Numerous users have come forward on a variety of message boards (including Reddit and 4chan) claiming to know the whereabouts of “Satan’s Sphinx,” or even asserting they themselves created the original video — but as of this writing, none of them have produced any credible evidence.
A few parties have uploaded what they claim to be excerpts or stills from the film, but these also could be easily fabricated, and there is no evidence these images had harmful effects on other users. One of the most popular “stills” is a vintage photo I discussed in an earlier column entry, about the well-known creepypasta known as “Danny Boy.”
The image, which appears to depict a pair of adults dressed in Krampus-like costumes terrorizing a young boy, has appeared in numerous posts, each one apparently claiming different origins — the hardcore metal band Hellhorse even appropriated it for the cover of their 2011 album DECADE OF DUST.
Most information regarding the alleged existence of “Satan’s Sphinx” comes in the form of exchanges on sites like Yahoo! Answers. One of the most frequently-shared examples is a question from user Jarhead S, who inquired about the existence of the legendary film.

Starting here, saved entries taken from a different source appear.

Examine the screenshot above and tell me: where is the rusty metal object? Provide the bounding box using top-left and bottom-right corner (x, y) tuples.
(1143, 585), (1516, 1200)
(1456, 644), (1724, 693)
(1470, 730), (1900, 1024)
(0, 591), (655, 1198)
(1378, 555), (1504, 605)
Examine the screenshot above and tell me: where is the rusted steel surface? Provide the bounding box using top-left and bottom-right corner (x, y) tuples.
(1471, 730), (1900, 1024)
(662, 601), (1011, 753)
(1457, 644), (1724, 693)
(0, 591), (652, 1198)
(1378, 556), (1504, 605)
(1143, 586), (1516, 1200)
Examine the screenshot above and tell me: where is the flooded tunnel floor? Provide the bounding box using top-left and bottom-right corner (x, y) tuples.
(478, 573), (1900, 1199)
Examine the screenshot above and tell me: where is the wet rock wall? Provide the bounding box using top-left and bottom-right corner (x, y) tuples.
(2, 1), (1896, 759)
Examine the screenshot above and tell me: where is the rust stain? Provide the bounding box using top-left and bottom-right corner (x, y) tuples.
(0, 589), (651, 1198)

They received a single response from a user who claimed to have heard about the video on 4chan’s paranormal /x/ board, where there were a few dubious but fascinating theories about it — not one of which has been substantiated — but we may never know the rest of the story, as this brief Q&A exchange has since been deleted.
One widely-held theory is that the video documents a Satanic ceremony, containing subliminal images and sounds (one version of this account says a human sacrifice is depicted on camera); others claim the video was created and used by the US government, perhaps as part of the notorious (and very real) project MKULTRA, to extract information from prisoners by destroying their grip on reality.
Some have even asserted that “Satan’s Sphinx” is actually a snuff film originating in Italy — just one of many distributed by an underground network, perhaps accessible via the Deep Web — and this theory was hinted in Yahoo! Answers exchanges as well.
Still, exhaustive searches for any scrap of legitimate footage from the film has turned up nothing but broken links and 404 errors, not to mention a mountain of obvious fakes. Some of these attempts to “recreate” the film are rather creepy in themselves… such as this creation by filmmakers Samuel and Harry Hartley:
There are still those who cling steadfastly to the idea that the broken links and conspicuous lack of genuine footage from “Satan’s Sphinx” is somehow proof that either the government or a Deep Web-based cabal of snuff collectors have effectively buried all evidence of the film in an attempt to cover their tracks.
This seems counter-intuitive, but leads me to a quote by the late, great Carl Sagan:
“Absence of evidence is not evidence of absence.”